The island was originally a "spoil bank," consisting of rock and sand dredged up a century ago in order to deepen Key West harbor. It came to be called Wisteria Key or Island after a ship that sank behind it. Eventually salt loving Australian pines took root, and the name Christmas Tree Island seemed more appropriate to locals.
Over the years the island has been home to hippies, vagrants, boat bums and the just plain curious. At one time someone wanted to put a campsite for handicapped people out there, but the local politicians saw that as a ruse and nixed the idea.
Now comes a more serious challenge. The island's owners and their partners want to put a real estate development out there. A citizens' group is saying "enough," claiming that they've known for years what they could and could not do under the county's long-term comprehensive plan.
So the battle lines will be drawn over individual property rights vs. sticking to a plan devised to preserve a unique area with limited land space.
The issue also raises the question of whether allowing development of this island will permit the development of the many other offshore islands, most of which contain flora and fauna found only in this part of the USA.
And of course there's the logistical problem of water, electricity, sewer connection and police and fire protection. The above picture is of a burning trailer on another offshore island, one of several torched by juveniles a few years ago.
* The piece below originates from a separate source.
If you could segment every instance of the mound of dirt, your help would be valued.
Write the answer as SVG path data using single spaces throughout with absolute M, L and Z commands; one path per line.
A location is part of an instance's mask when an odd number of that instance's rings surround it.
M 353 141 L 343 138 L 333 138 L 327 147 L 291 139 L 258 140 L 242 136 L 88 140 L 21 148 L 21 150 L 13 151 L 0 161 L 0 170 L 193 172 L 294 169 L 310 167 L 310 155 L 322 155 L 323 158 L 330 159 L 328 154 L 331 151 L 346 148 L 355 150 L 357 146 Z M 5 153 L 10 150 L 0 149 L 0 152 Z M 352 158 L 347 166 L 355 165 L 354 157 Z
In that case there was no fire or police protection.
Coffee shop gossip says that the details of water, electricity, and sewer have already been worked out for Wisteria Island.
Here's a link to a recent article on the island.
Update! The plans have hit a ripple. If history is any indication, they'll be back to try again, but this summer's efforts have been a bust. The natives are restless, and after the recent school board and land trust scandals, are "out for blood."